Aziza Almanakly and Belinda Li Receive Clare Boothe Luce Graduate Scholarship for Women | MIT News
MIT doctoral students Aziza Almanakly and Belinda Li have been selected as the Department of Electrical and Computer Engineering (EECS) recipients of the Clare Boothe Luce Graduate Fellowship for Women, an honor designed to encourage and support female graduates. in STEM. The rigorous selection process for this prestigious scholarship took into account both students’ outstanding track records in scientific achievement and research, as well as their contributions to the STEM community.
It is important to note that the scholarships represent the culmination of an intensive effort on the part of the Institute and the EECS department. After MIT was selected by the Clare Boothe Luce for Women in STEM program to submit a full proposal, EECS entered the MIT internal competition and was selected to submit a full application on behalf of the Institute in the national competition organized by the Henry Luce Foundation. Luce Foundation funds, combined with EECS cost-sharing funds, will provide full financial support for a period of two years to Almanakly and Li.
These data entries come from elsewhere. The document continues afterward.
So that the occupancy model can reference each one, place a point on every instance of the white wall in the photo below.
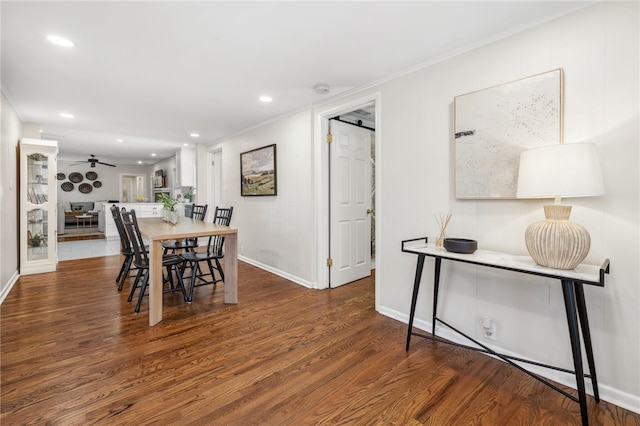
(275, 232)
(598, 49)
(11, 126)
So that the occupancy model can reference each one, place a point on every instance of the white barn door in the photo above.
(350, 191)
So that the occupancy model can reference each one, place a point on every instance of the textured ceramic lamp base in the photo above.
(556, 242)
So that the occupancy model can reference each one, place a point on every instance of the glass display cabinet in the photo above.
(38, 206)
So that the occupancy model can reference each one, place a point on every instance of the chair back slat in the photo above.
(130, 223)
(221, 216)
(199, 212)
(125, 244)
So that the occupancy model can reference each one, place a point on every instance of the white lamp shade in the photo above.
(564, 170)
“These scholarships are a powerful affirmation of institutional support for women in STEM,” says Professor Asu Ozdaglar, Head of EECS. “Our commitment to supporting women in STEM goes far beyond attracting the best candidates to our program; We are committed to providing ongoing, concrete support to their research careers once they arrive at MIT. Both Almanakly and Li will postpone the start of their CBL Graduate Scholarships until they complete their current scholarships; both recipients are already gaining attention in the hot technical fields of quantum computing and language modeling.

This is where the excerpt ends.